Wspierał Kaczyńskiego, działał w kampanii Dudy. Namówił żonę do aborcji i współpracował z SB, po latach żałuje
-
Jerzy Zelnik to jeden z najciekawszych polskich aktorów
-
Artysta miał niezwykle burzliwe życie, pełne wzlotów i upadków
-
Dziś znany jest ze swoich prawicowych poglądów politycznych
Życie Jerzego Zelnika bywało bardziej zaskakujące, niż ktokolwiek mógłby przewidzieć.
Historia Jerzego Zelnika
W ostatnich latach, Jerzy Zelnik pojawia się w mediach głównie w kontekście swoich sympatii politycznych. Aktor nie stroni od bezkompromisowego wygłaszania swoich poglądów i wsparcia wobec Prawa i Sprawiedliwości. Udzielał się w kampanii prezydenta Andrzeja Dudy, otwarcie też popierał działalność partii Jarosława Kaczyńskiego.
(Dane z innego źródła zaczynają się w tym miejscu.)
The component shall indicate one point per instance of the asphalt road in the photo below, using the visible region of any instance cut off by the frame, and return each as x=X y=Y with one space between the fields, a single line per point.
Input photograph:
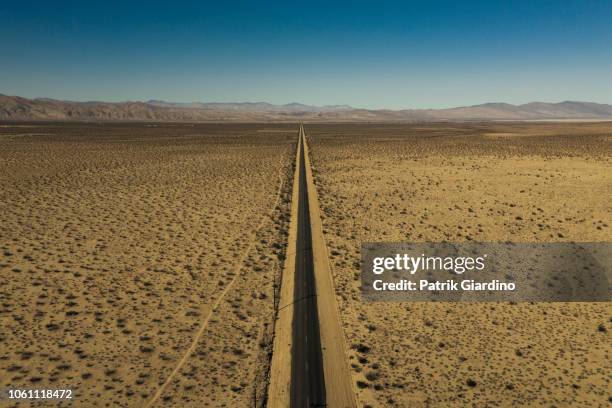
x=308 y=384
Przez tego rodzaju szufladkowanie, bądź co bądź, wywołane przez Zelnika na własne życzenie, wielu zapomina o imponującym dorobku artystycznym aktora , a w istocie, artysta ma czym się pochwalić, a jego filmografia jest obszerna i bardzo znacząca dla rozwoju polskiego kina.
Późniejszy odtwórca roli Ramzesa XIII urodził się w 1945 r. w Krakowie, ale edukował się już w Warszawie . Po ukończeniu VI Liceum Ogólnokształcącego im. Tadeusza Reytana, zdecydował się złożyć dokumenty na Państwową Wyższą Szkołę Teatralną. Utalentowany aktor bez większych problemów dostał się na uczelnię.
W 1964 r. Jerzy Zelnik został zwerbowany przez Służbę Bezpieczeństwa, z którą współpracował ponad 2 lata . Ten niewygodny fakt z życia, aktor starał się ukryć przed opinią publiczną, a na światło dzienne informacje na ten temat wypłynęły dopiero 50 lat później, gdy sprawę przedstawiła "Gazeta Wyborcza". Artysta w świetle zarzutów, nie wypierał się związku ze służbami PRL-u , wygłosił też jasne stanowisko.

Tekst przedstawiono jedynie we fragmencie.